Accounts from Francisco José de Caldas in Colombia and Hipólito Unanue in Peru described a dry fog in December 1808 that could have been sulfuric acid aerosols leading researchers to conclude the tropical eruption related to this cooling occurred within seven days of December 4, 1808 and narrowing down the geographic range to between Indonesia and South America. There are oral histories of volcanic eruptions from Polynesians and other nearby indigenous people around this time but none with the level of specificity needed to determine the origin of this eruption.

=== 15th century ===
There are two mystery eruptions from the 15th Century that led to the second pulse of the Little Ice Age which started in the 13th Century as a result of the 1257 Samalas eruption and another unexplained eruption. The event in 1452 or 1453 produced a stronger sulfate spike in Greenlandic ice cores compared to those in Antarctica, leading researchers to hypothesize that the eruption was in the low latitudes of the Northern Hemisphere. Crop failures were noted throughout the Northern Hemisphere and frost damage was evident on bristlecone pines in the Western United States during this time period.

The second eruption happened in 1458. This was originally also estimated to have occurred around 1452 but improved resolution in the ice core data led to the revision to 1458. This has the highest sulfate concentration in the last 700 years but the spike is stronger in Antarctica indicating the eruption was likely in the Southern Hemisphere. Theories for the origin include Kuwae, which is a former landmass near Tongoa that was destroyed by a volcanic eruption in the 15th Century and features in Tongoan folklore.

=== 6th century ===
A volcanic winter began in 536 that was reinforced by subsequent possible eruptions in 540 and 547. It is among the most significant cooling episodes in the Northern Hemisphere in the last 2,000 years and triggered the Late Antique Little Ice Age. In addition to ice cores, sediment cores were useful in narrowing down the time period to 536. Contemporary sources such as the Roman statesman Cassiodorus, Michael the Syrian, Irish annals, Chinese records, and others describe diminished sunlight and crop failures.

== Climate and societal impacts ==
One of the strongest signals for an unattributed volcanic eruption can be found in the climate record using ice cores, sediment cores, and tree ring data.

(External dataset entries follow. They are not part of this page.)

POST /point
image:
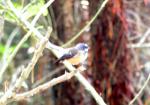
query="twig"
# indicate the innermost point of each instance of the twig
(25, 73)
(144, 45)
(48, 76)
(45, 86)
(8, 43)
(26, 36)
(141, 90)
(58, 52)
(88, 24)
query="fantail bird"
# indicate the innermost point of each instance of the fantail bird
(75, 55)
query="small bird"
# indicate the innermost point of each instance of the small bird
(75, 55)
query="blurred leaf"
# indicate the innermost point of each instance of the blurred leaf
(146, 2)
(34, 9)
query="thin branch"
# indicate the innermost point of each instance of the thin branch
(26, 36)
(88, 24)
(25, 73)
(8, 43)
(144, 45)
(141, 90)
(45, 86)
(49, 75)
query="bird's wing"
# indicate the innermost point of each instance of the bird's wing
(71, 53)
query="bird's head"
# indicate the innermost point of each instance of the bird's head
(82, 46)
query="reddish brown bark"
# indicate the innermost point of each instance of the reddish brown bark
(111, 61)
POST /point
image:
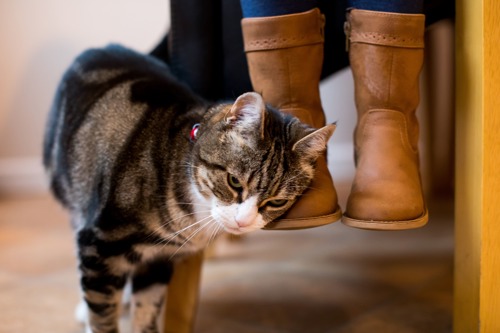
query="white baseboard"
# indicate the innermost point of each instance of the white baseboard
(22, 176)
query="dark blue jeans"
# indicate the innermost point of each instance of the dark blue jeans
(260, 8)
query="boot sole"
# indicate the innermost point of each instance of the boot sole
(387, 225)
(304, 223)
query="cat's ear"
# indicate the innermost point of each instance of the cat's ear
(313, 144)
(248, 111)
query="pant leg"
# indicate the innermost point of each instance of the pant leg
(261, 8)
(393, 6)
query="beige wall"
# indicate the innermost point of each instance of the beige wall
(38, 40)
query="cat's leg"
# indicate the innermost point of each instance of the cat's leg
(102, 281)
(149, 282)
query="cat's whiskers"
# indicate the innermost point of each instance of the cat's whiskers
(177, 233)
(164, 224)
(207, 223)
(215, 233)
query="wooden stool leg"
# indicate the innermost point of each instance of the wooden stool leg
(182, 295)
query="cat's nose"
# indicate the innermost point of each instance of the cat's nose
(245, 218)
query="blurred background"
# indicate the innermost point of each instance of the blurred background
(331, 279)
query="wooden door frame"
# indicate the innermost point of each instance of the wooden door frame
(477, 212)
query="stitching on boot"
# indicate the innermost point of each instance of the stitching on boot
(386, 39)
(270, 43)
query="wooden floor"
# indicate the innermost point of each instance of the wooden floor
(332, 279)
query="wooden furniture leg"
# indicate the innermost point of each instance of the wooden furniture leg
(182, 295)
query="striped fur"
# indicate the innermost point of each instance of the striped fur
(142, 194)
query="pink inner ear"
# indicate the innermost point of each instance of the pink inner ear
(248, 111)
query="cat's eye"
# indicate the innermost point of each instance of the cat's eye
(278, 202)
(234, 182)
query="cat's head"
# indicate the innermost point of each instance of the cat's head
(251, 162)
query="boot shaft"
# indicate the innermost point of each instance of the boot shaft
(386, 54)
(285, 58)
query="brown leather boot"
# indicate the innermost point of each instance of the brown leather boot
(285, 56)
(386, 55)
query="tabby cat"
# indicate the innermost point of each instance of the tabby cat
(150, 172)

The volcanic winter of 536 is the strongest of these with cooling of 2.5 °C (4.5 °F) described. The larger triggered longer-term cooling episodes lasting decades to centuries, often augmented by subsequent eruptions that may come from a mix of unknown and known sources.

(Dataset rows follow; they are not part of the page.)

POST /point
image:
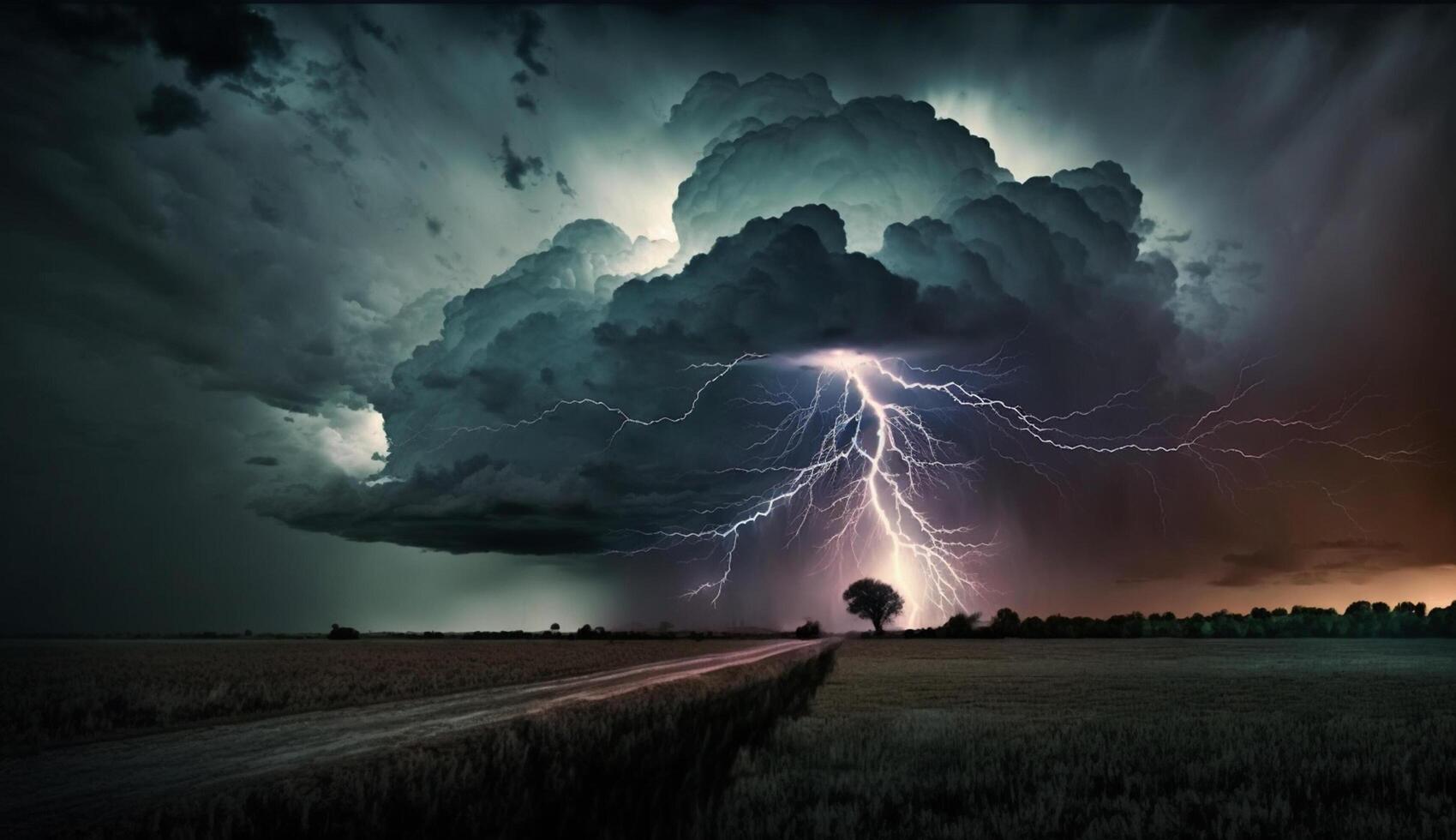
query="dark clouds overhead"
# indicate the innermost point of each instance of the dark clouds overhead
(210, 39)
(516, 169)
(171, 110)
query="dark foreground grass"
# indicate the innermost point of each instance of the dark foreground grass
(1089, 738)
(638, 766)
(70, 690)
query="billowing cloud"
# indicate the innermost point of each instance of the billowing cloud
(716, 108)
(564, 185)
(498, 429)
(875, 162)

Cooling of this magnitude has caused famines that are recorded in the historical record due to widespread crop failures. Contemporary records frequently mention issues such as a "failure of bread", decreased warmth from the sun, and persistent dry fog.

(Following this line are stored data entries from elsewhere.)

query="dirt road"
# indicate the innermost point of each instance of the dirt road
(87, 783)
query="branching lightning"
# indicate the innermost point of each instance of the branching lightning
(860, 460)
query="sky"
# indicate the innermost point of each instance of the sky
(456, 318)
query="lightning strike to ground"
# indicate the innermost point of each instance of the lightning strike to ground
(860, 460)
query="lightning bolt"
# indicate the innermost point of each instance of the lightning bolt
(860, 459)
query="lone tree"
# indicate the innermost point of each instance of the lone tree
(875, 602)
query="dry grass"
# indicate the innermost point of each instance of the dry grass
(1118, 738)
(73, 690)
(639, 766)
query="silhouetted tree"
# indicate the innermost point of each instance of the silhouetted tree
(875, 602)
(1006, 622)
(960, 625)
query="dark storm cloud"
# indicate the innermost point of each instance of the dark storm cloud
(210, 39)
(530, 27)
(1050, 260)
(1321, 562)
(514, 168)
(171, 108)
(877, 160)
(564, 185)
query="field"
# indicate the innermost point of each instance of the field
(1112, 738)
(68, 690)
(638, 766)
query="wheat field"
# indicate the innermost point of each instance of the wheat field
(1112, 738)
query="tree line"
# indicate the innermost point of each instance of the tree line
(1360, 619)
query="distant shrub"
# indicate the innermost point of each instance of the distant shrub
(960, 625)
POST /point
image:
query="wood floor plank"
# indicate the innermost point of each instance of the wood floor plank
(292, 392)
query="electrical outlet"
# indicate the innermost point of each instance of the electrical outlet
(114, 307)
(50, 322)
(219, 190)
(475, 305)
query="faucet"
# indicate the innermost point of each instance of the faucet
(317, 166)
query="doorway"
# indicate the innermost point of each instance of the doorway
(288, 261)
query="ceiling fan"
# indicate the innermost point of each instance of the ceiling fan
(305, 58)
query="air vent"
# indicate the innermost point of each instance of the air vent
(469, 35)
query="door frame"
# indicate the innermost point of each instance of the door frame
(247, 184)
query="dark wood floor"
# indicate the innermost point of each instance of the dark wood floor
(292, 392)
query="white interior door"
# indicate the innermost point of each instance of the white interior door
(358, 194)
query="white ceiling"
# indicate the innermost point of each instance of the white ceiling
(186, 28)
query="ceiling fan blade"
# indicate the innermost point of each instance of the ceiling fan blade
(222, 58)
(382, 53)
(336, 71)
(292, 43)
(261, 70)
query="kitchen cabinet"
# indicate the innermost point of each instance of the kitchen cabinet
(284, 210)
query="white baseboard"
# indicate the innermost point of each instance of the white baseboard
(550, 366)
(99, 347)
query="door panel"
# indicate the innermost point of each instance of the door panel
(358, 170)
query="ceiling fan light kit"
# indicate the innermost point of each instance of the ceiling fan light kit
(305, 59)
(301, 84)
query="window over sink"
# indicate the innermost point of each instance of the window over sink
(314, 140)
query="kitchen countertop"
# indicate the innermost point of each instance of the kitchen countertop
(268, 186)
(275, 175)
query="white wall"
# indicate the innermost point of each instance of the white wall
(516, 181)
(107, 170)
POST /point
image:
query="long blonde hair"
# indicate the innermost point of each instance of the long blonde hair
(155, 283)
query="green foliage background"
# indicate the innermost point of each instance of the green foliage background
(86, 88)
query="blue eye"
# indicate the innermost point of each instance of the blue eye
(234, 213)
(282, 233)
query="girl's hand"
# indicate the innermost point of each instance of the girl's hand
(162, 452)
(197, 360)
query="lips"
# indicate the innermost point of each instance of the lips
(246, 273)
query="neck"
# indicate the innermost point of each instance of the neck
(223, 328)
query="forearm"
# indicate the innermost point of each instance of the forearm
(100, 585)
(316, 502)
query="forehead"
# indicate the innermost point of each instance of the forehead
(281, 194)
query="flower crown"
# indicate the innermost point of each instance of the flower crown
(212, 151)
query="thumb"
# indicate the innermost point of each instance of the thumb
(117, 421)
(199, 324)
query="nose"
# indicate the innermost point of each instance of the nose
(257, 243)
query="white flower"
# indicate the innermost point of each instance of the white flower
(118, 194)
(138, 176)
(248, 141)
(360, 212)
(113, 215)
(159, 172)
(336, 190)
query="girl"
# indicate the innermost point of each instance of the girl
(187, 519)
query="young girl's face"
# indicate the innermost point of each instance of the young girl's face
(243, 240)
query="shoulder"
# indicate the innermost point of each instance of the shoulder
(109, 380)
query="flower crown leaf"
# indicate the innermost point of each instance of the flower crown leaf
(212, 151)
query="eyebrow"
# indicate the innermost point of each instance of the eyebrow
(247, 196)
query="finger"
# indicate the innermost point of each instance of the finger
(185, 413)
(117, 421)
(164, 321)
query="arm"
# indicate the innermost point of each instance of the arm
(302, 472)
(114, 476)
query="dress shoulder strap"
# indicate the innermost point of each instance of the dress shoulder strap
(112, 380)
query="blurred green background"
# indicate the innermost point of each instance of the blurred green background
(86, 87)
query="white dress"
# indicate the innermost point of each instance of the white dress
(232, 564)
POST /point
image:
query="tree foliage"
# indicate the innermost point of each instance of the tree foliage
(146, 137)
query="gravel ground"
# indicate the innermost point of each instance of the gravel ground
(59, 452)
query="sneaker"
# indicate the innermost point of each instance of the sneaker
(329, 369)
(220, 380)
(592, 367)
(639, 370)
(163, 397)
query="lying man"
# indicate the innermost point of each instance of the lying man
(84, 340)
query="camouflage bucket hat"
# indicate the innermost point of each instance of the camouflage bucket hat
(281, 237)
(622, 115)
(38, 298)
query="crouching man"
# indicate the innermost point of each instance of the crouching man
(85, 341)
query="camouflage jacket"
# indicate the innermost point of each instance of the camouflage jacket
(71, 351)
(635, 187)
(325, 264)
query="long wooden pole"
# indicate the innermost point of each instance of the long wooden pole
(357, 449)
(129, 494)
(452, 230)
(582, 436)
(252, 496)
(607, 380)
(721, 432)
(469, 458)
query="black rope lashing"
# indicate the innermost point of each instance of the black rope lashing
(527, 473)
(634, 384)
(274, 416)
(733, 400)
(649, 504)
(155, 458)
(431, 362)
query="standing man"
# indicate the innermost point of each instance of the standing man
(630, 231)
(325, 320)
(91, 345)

Historians have attributed these famines to broader societal upheavals with varying degrees of acceptance within the broader academic community. A book written by David Keys attempts to link the 536 event to the Plague of Justinian, the fall of the Gupta Empire, and the fall of Teotihuacan. These grander attributions have failed to gain mainstream recognition with archaeologist Ken Dark criticizing the quality of the evidence for all of these events while acknowledging the notability of changes in the world at the time.

The 1452/1453 event brought significant climatic changes just before the fall of Constantinople to the Ottoman Empire and may have played a role through decreased food supply and severe weather conditions.